Vakit tamam seni terk etmecilik oynuyorum
Bu arada söylemeden duramayacağım, Deniz’in Halis’e oynadığı son koz (“seni
terk ediyorum” kozu) ancak onun gibi entrikacı bir kadına
yakışırdı. Tutar bu numara diye düşünüyorum. Halis’i Deniz’in karşısında
ellerinde çiçekler, kapısında sırılsıklam görürsen şaşırma derim. Bu arada bir
karakteri sevmek kolaydır ama nefret etmek zordur. Sağlam oyunculuk
gerektirir. Her bölümden benden bir alkış gidiyor Ceyda Düvenci’ye ve yine
gitsin… Ama sen Deniz Feyman! Aslı adama dedi ya “Freddy’nin Kabusu” diye, asıl kabus sensin!
Halis'i unuttum sanmayın. Ona da bir lafım yok değil tabii; Halisciğim, balım, her bölüm “evlat başka” ayağı yapıyorsun.
Yapma canım. Evlat dediğin “bu olmamış, istemiyorum ben bunu” diyerek atılmaz.
Yok illa atarım satarım diyorsan da "evlat şöyle böyle” diye zırvalama, yok hissederek diyeceksen “evlat başka” diye, al Sarp’ı kollarına sar!
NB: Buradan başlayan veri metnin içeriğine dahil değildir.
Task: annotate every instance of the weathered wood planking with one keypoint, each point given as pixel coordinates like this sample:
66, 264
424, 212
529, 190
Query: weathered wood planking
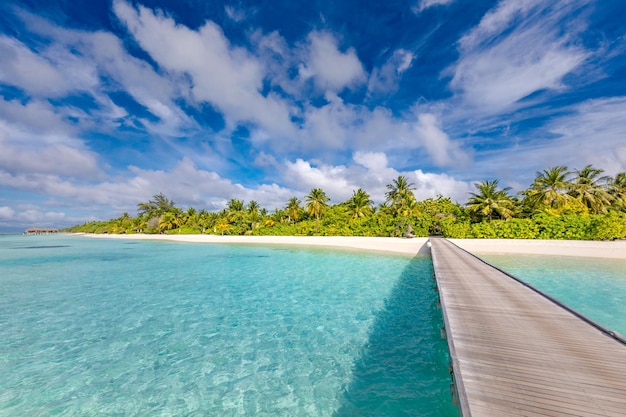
515, 352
Yoksa o
senin etrafını kara bulutlarla saracak. Kendininkini de…
Ve yazımı İpek Bilgin ve Defne Halman'a hoşgeldiniz diyerek bitirmek istiyorum...
(Defne Halman'ı dizinin son sahnesinde göründüğünde kendime söylediğim ilk şey; "aksiyon devam ediyor" oldu.)